Saturday, July 4, 2015

Millionaire Shortbread

Happy Fourth of July!

Here's to food and family and fireworks.

I actually made these a couple of weeks ago, and they were the first thing I brought in to work. Food is universal--everyone eats, and most people like sweets!--so it was a great way to meet more people and share something enjoyable in the middle of the work day.

Though I brought them in when I arrived that morning, I didn't announce their presence until 2 o'clock or so. You gotta wait until the hunger and fatigue strikes, then BAM! make some friends! They're a layer of shortbread, followed by a dulce de leche-like caramel filling, and a chocolate ganache on top.
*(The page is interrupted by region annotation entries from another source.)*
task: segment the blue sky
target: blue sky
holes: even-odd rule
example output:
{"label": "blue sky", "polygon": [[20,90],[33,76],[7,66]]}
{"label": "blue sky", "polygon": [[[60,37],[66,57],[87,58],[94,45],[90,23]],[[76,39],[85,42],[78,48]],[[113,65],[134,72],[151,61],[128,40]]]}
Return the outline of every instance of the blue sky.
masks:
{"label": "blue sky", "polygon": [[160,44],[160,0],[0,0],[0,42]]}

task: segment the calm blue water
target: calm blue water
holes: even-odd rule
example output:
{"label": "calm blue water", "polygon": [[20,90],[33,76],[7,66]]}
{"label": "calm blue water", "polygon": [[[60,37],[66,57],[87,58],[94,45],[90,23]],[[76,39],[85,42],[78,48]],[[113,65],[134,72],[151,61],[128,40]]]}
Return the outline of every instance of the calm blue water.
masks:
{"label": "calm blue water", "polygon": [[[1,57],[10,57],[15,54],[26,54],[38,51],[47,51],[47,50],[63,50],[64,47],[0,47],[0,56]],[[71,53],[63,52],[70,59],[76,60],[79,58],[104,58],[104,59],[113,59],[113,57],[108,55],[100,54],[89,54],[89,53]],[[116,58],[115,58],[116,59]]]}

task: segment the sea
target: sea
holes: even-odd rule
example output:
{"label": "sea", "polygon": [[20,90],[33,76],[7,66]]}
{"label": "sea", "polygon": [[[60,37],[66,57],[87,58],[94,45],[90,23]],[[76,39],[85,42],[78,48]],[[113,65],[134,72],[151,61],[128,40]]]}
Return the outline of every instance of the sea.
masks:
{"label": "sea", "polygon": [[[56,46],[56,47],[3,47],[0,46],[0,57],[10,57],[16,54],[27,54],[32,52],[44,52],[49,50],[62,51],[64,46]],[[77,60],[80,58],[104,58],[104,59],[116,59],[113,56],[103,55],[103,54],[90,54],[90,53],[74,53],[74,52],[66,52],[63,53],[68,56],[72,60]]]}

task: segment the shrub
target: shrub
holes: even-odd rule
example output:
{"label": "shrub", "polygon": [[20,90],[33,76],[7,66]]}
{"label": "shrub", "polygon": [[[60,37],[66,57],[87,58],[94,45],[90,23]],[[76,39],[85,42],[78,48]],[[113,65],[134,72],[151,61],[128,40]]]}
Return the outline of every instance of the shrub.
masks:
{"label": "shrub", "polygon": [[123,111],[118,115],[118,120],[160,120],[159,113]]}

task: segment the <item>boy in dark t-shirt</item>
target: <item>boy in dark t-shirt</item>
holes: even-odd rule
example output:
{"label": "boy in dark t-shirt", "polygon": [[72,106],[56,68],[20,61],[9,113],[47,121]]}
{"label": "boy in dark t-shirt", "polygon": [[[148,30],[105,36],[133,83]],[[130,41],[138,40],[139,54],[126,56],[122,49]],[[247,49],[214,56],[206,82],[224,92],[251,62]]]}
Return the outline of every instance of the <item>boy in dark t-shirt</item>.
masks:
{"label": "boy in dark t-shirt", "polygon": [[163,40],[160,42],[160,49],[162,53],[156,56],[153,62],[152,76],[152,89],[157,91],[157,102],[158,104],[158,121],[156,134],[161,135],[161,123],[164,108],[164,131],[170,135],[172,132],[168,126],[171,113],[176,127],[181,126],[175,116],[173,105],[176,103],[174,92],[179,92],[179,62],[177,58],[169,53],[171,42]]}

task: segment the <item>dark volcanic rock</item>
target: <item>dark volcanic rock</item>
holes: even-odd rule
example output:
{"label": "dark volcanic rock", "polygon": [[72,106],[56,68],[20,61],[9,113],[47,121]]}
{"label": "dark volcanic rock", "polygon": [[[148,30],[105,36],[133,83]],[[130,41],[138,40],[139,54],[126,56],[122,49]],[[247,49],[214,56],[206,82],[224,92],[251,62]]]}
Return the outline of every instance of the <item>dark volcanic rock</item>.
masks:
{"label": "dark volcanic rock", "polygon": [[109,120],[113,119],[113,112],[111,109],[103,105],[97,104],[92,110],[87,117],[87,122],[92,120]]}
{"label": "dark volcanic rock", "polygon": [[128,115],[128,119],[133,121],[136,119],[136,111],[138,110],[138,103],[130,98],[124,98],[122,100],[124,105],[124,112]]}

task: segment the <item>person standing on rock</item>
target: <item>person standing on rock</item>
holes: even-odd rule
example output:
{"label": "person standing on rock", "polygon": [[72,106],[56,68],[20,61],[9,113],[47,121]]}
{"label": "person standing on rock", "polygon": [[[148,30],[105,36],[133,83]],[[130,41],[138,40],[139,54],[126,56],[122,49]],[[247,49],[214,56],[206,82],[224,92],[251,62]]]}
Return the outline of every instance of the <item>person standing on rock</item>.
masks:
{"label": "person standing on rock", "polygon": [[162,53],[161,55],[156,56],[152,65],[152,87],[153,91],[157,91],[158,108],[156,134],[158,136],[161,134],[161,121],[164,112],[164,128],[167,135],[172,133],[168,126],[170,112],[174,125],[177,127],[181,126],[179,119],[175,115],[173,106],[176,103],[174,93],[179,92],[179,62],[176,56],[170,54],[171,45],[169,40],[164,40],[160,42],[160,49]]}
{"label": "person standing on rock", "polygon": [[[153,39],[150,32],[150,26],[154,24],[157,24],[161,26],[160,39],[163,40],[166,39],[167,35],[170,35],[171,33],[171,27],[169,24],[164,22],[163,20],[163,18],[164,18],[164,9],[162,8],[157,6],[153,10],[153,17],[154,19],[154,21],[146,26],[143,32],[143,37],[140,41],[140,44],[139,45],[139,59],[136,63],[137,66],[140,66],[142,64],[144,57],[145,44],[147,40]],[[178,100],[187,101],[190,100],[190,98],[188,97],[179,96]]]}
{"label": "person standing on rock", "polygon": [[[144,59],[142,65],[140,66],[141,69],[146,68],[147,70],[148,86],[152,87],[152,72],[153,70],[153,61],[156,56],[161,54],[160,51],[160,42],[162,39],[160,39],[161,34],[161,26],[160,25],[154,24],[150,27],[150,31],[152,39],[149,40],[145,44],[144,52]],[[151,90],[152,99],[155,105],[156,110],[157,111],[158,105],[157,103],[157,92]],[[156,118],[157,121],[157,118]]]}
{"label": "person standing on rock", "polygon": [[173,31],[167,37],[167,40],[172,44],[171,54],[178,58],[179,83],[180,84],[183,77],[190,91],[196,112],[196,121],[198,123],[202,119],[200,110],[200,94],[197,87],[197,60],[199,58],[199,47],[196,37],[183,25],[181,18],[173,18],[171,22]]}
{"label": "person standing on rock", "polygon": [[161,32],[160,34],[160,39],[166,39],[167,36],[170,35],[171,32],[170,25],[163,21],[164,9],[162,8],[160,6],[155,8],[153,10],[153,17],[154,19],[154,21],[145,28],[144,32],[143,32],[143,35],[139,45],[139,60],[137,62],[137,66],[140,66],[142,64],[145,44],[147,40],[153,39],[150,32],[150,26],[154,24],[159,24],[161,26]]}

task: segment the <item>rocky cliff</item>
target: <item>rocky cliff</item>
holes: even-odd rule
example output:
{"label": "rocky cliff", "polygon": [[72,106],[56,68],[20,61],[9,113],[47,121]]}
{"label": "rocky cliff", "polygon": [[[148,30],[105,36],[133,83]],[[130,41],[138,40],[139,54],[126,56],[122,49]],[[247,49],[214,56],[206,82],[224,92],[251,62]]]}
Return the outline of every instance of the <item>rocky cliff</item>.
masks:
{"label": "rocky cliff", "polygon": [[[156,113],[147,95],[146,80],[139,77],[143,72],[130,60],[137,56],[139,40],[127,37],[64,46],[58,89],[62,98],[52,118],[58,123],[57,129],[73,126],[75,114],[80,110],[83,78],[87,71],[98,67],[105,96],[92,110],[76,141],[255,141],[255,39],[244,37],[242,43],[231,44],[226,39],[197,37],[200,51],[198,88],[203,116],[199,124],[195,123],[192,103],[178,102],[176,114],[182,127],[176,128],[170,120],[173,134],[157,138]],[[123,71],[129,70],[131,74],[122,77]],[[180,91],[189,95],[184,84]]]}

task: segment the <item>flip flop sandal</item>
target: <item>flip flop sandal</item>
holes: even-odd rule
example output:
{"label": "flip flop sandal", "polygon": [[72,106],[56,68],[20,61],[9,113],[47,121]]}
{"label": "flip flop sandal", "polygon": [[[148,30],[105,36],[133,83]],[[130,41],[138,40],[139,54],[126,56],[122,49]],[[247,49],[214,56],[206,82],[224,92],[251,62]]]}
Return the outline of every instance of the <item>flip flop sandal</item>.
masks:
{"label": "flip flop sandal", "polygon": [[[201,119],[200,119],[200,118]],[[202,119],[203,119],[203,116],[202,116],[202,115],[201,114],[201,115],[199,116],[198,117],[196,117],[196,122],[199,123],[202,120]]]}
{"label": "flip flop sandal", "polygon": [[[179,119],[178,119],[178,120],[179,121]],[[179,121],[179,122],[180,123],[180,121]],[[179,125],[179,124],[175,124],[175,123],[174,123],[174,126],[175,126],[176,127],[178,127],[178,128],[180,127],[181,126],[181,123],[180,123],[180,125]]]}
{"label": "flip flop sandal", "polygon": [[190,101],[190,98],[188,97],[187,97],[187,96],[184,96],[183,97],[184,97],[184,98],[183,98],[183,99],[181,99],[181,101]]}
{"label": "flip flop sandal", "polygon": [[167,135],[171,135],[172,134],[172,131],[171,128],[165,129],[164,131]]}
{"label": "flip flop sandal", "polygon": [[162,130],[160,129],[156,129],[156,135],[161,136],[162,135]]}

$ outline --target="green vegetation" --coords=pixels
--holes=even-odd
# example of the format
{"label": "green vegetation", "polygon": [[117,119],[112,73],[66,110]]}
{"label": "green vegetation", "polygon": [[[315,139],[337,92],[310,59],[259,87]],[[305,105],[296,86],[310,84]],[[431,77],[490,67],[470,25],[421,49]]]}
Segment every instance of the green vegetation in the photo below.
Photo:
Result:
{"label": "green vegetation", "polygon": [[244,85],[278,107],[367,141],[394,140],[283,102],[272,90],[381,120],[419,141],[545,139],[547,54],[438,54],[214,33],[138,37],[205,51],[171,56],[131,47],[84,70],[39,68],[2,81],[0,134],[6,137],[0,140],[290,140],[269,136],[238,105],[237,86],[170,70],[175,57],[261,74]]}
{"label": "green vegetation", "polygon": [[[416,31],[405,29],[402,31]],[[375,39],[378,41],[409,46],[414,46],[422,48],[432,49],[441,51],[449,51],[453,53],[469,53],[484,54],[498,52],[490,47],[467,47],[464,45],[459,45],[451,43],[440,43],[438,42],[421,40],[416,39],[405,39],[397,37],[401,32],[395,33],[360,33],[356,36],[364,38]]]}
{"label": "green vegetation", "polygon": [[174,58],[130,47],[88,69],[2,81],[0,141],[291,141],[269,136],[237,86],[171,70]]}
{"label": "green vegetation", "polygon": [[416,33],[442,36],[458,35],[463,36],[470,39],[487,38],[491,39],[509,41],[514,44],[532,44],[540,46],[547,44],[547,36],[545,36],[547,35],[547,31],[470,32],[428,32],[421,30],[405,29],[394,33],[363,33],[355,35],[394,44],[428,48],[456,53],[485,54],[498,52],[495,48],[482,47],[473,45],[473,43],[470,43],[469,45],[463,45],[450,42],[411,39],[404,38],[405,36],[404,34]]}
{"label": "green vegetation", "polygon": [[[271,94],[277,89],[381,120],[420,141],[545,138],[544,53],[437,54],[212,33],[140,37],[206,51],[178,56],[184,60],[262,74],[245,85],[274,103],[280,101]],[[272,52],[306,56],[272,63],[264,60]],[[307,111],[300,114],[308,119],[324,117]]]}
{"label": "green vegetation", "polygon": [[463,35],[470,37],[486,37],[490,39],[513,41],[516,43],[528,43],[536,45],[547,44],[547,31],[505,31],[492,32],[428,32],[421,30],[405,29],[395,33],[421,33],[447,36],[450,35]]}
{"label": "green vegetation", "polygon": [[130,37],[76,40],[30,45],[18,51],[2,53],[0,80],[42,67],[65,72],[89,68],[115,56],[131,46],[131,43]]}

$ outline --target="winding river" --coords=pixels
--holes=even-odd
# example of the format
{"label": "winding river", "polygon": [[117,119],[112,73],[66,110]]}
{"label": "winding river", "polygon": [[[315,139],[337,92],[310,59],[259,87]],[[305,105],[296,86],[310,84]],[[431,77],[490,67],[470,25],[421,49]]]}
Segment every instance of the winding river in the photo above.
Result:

Anyway, everyone raved. And people were super impressed with the diamond cutting pattern.

I'm going to let you in on a little secret: it takes the same amount of effort as cutting regular squares.

But people think they're fancier. Just like spreading sauce artfully on a plate, or swirling frosting on a cake. Food psychology is almost as cool as food science!

Each layer is simple to make, so though there are three, there's not a ton of waiting between steps. The whole shebang took me about an hour, or a bit over. The original recipe calls for cooking the caramel to a precise temperature, but I did it by look and feel and it still turned out delicious. Make these...and revel in sinking your teeth into something decadent, sweet, and beautiful!

Millionaire Shortbread
Yield: as many diamonds as you can cut! (9x9 inch pan--I split between two smaller pans with similar area)


  • 1 cup all-purpose flour
  • ¼ cup dark brown sugar
  • 2 teaspoons cornstarch
  • ¼ teaspoon salt
  • 1/2 cup cold unsalted butter, cut into ½-inch cubes
  • 1 tablespoon ice water
  • 1 egg yolk
  • 1 (14-oz) can sweetened condensed milk
  • ½ cup dark brown sugar
  • 6 tablespoons unsalted butter
  • 2 tablespoons Lyle's Golden Syrup (or dark corn syrup, or honey, or agave...)
  • 1 teaspoon vanilla extract
  • Pinch of salt
  • 6 ounces semisweet chocolate, finely chopped
  • 3 tablespoons heavy cream

  1. For the crust: Preheat oven to 350 degrees F. Prepare a 9x9 inch baking pan with slings of aluminum foil (greased) or parchment paper.
  2. Whisk flour, brown sugar, cornstarch, and salt in a large bowl. Add butter, then cut in with a pastry cutter, two forks, two knives, or however your soul tells you is right. I like to grate frozen butter on the biggest holes of a box grater and then fluff everything together!
  3. Add ice water and egg and mix with a fork until the dough starts to come together in clumps. Press into the pan and bake 20 minutes, or until golden brown.
  4. While the shortbread is baking, get the caramel ingredients ready. Dump everything except the vanilla together in a medium saucepan. When the shortbread has about 5 minutes left, turn on the stove to medium heat and whisk while the sugar dissolves and the caramel cooks. Let it cook until the mixture starts to boil around the edges, then keep whisking constantly until the caramel is thick and browning (you'll feel it get thicker). Stir in vanilla extract, then pour over the shortbread.
  5. Let the shortbread and caramel cool for about 15 minutes, then microwave the chocolate and cream together for 30 second bursts, until the chocolate is melted. Stir to combine, then spread over the caramel. 
  6. Put the pan in the fridge to set, at least an hour, and then pull out by the foil sling and cut as desired (I suggest diamonds!). Serve and impress, eat and delight!
  7. Store in the fridge for up to a week.